Here he meets Caroline. She proves to be a Free Spirit, or so I gather from the fact that she swims nude in the Baron’s lake. She plays with his hounds. She sunbathes…why, yes, in the nude. How did you know? Eventually we learn – I guess — that she lives only to satisfy her own wants and pleasures; nothing else concerns or interests her. Considering her an empty vessel, devoid of a soul, Sepper decides to rouse a reaction, any reaction, out of her. So he shows her Marka combing Dead Mama’s hair. A bemused Caroline shrugs it off, noting only that “It’s ridiculous.”
In another room she stops to nestle the cat. Hoping to shock her, he whistles for his pet falcon, as established in the beginning of the movie, like nine hours ago. It swoops down and, of course, plucks an eye from the cat. Caroline, however, proves devoid of empathy. Her assumption is that the Baron did this to the cat because he was jealous of her attentions to it. So she shrugs off her shirt (big surprise) and mechanically offers to have sex with him. Enraged, he calls the falcon back to duty, whereupon he finally provokes a reaction from her, albeit a last one. Meanwhile, I guess they feared that the film hadn’t been distasteful enough up to now, as they end the scene with a loving close-up of the falcon gorily ripping her throat out.
Sergio arrives outside the estate. He sends off the cab and opens the gate. It’s still barred, but we learn that you can remove the rod bracing it shut from the other side. (!!) We kind of are wondering what his plan is, as we can hear the Baron’s gigantic hounds barking madly. Admittedly they appear to be kenneled, but he’d be screwed if they were released. Inside, Sepper grabs his gun and heads off to secure the place. This leaves Anne alone, and she manages to bust into the secret passage she earlier observed behind the picture.
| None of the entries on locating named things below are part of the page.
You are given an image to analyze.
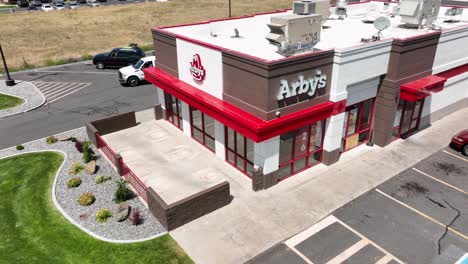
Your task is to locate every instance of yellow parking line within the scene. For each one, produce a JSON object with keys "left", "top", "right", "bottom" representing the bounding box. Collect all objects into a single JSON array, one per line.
[
  {"left": 413, "top": 168, "right": 468, "bottom": 195},
  {"left": 375, "top": 189, "right": 468, "bottom": 240},
  {"left": 442, "top": 150, "right": 468, "bottom": 162}
]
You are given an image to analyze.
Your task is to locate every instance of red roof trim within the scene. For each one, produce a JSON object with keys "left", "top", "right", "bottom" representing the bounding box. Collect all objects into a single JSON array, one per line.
[
  {"left": 436, "top": 63, "right": 468, "bottom": 79},
  {"left": 400, "top": 75, "right": 447, "bottom": 102},
  {"left": 144, "top": 68, "right": 346, "bottom": 142}
]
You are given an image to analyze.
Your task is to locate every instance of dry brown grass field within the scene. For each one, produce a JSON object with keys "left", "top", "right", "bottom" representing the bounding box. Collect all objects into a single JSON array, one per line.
[{"left": 0, "top": 0, "right": 292, "bottom": 71}]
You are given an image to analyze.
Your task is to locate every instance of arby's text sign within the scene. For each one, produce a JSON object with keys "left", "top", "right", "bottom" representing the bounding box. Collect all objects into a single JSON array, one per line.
[
  {"left": 190, "top": 54, "right": 206, "bottom": 82},
  {"left": 277, "top": 70, "right": 327, "bottom": 101}
]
Holding her slit dress real high so that we can appreciate her gams, she runs through the passage. This leads her down to the wine cellar. I have to admit, by now I was just assuming she’d ‘shockingly’ find Marka’s rotting corpse down there, but no go. Instead she makes it outside, only to find Sepper looking on as the dogs have at Sergio. (Told ya.) Sepper assures her that the dogs won’t draw blood without his command, whereupon she runs back inside. Back in the parlor — they only have so many sets, you know — she draws a sword off the wall in a last ditch effort to protect herself.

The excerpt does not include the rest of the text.